Vigils for the victims at Tree of Life are also planned for tonight in other cities including Baltimore, Philadelphia and New York.

The Jewish Federation of Greater Pittsburgh and Jewish synagogues will have an interfaith community vigil at 5 p.m. Sunday, Oct. 28 at Soldiers and Sailors Memorial Hall and Museum, per a tweet from the federation. Doors open at 3 p.m.

The synagogue

Tree of Life Or L’Simcha describes itself online as “a traditional, progressive and egalitarian congregation based in Pittsburgh’s Squirrel Hill neighborhood.”

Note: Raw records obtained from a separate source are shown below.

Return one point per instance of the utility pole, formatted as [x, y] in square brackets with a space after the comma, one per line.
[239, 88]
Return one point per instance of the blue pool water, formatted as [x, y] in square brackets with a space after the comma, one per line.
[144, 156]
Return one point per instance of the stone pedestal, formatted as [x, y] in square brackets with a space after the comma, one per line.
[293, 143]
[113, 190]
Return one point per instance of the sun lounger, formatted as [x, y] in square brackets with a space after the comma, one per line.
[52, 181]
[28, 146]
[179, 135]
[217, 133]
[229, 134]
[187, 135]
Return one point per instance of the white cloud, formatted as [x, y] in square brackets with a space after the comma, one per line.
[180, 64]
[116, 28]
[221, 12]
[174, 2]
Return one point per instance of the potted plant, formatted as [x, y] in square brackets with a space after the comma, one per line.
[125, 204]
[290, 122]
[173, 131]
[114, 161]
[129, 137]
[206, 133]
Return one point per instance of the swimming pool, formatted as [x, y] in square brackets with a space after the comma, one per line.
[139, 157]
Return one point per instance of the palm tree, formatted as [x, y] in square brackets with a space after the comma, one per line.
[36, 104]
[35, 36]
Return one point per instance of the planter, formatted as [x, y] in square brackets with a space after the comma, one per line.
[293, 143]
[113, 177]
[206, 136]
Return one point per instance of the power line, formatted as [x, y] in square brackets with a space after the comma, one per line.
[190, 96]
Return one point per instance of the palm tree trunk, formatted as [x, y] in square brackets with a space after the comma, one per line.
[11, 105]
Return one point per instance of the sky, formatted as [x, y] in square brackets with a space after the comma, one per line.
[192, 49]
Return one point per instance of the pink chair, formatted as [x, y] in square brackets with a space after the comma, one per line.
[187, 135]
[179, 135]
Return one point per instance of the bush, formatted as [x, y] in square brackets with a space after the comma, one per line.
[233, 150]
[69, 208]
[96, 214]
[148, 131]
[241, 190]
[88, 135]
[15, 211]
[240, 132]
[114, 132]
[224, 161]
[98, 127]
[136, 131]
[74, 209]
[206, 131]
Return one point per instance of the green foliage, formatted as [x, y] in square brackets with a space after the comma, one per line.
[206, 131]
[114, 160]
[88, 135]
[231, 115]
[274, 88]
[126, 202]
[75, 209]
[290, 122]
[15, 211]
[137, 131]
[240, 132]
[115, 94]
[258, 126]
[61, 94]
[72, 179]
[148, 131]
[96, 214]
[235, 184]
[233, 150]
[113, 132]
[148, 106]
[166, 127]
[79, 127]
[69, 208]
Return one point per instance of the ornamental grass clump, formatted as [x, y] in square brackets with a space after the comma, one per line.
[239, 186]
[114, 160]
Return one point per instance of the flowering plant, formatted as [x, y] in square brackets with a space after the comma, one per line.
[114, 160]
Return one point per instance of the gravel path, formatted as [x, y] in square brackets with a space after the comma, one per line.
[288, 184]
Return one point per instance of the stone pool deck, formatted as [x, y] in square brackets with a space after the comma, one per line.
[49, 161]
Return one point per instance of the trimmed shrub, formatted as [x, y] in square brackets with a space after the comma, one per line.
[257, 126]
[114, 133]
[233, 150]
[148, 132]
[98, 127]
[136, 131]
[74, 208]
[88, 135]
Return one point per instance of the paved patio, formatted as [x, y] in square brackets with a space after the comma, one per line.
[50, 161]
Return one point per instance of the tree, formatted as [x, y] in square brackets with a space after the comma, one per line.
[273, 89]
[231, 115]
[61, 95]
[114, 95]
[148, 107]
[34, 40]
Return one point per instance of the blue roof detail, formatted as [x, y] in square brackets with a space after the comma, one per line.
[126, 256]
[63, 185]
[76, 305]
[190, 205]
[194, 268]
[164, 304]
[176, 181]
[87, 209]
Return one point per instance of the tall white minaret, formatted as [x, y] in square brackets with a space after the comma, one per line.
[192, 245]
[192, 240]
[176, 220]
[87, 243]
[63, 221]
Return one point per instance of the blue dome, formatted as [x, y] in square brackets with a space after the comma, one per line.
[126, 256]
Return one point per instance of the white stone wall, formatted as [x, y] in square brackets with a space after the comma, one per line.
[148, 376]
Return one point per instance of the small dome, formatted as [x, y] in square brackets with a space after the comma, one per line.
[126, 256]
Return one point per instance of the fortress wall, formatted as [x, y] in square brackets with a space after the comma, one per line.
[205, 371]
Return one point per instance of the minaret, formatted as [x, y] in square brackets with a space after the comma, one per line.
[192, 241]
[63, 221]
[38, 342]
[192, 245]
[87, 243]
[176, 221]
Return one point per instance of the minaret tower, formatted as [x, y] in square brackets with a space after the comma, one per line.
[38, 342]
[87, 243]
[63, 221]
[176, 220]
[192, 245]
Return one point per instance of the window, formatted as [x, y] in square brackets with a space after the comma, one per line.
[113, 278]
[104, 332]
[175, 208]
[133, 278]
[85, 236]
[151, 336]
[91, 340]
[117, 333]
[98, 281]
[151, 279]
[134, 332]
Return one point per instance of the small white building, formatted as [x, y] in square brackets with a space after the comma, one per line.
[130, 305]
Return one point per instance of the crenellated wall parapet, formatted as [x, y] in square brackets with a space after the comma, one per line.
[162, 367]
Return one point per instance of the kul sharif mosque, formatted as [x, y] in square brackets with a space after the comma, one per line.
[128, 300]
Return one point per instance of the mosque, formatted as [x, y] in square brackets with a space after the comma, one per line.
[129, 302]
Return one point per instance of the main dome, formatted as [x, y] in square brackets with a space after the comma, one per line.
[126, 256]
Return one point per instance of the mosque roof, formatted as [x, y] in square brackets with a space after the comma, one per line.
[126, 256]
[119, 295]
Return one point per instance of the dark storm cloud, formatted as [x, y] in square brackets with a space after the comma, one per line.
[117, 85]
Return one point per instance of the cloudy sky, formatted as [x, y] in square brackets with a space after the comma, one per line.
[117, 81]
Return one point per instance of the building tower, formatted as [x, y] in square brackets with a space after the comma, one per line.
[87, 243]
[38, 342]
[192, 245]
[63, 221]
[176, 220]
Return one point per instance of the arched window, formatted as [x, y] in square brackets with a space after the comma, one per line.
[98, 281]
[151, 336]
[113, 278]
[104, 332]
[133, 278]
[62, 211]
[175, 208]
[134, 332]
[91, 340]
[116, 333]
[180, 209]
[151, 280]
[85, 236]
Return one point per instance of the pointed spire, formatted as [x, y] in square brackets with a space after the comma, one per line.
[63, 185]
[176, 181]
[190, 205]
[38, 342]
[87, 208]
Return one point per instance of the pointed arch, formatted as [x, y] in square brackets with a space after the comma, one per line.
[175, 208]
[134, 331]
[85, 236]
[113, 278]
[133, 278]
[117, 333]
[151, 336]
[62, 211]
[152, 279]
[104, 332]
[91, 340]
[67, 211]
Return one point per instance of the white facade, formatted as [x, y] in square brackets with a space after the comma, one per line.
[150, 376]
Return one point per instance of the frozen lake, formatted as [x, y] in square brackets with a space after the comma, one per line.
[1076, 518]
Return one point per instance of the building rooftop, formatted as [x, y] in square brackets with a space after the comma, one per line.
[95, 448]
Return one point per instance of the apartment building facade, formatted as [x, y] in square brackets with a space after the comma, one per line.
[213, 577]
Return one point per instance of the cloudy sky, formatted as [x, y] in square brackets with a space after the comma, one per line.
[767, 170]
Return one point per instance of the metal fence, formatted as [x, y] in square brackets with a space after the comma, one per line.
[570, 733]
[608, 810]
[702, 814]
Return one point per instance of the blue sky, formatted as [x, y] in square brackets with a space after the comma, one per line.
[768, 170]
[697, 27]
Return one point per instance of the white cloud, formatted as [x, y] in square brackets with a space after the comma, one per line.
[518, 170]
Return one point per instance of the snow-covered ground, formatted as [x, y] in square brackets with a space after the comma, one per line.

During the week, the building’s doors are locked, but there’s a different protocol on Shabbat. Three congregations meet at the synagogue, but less than 50 people were likely in the building when the shooting was reported, per a former rabbi.

The Jewish Federation of Pittsburgh had sponsored security training, Rabbi Chuck Diamond said.

“We offer a warm and welcoming environment where even the oldest Jewish traditions become relevant to the way our members live today,” the synagogue said on its website. “From engaging services, social events, family-friendly activities and learning opportunities to support in times of illness or sorrow, we match the old with the new to deliver conservative Jewish tradition that’s accessible, warm and progressive.”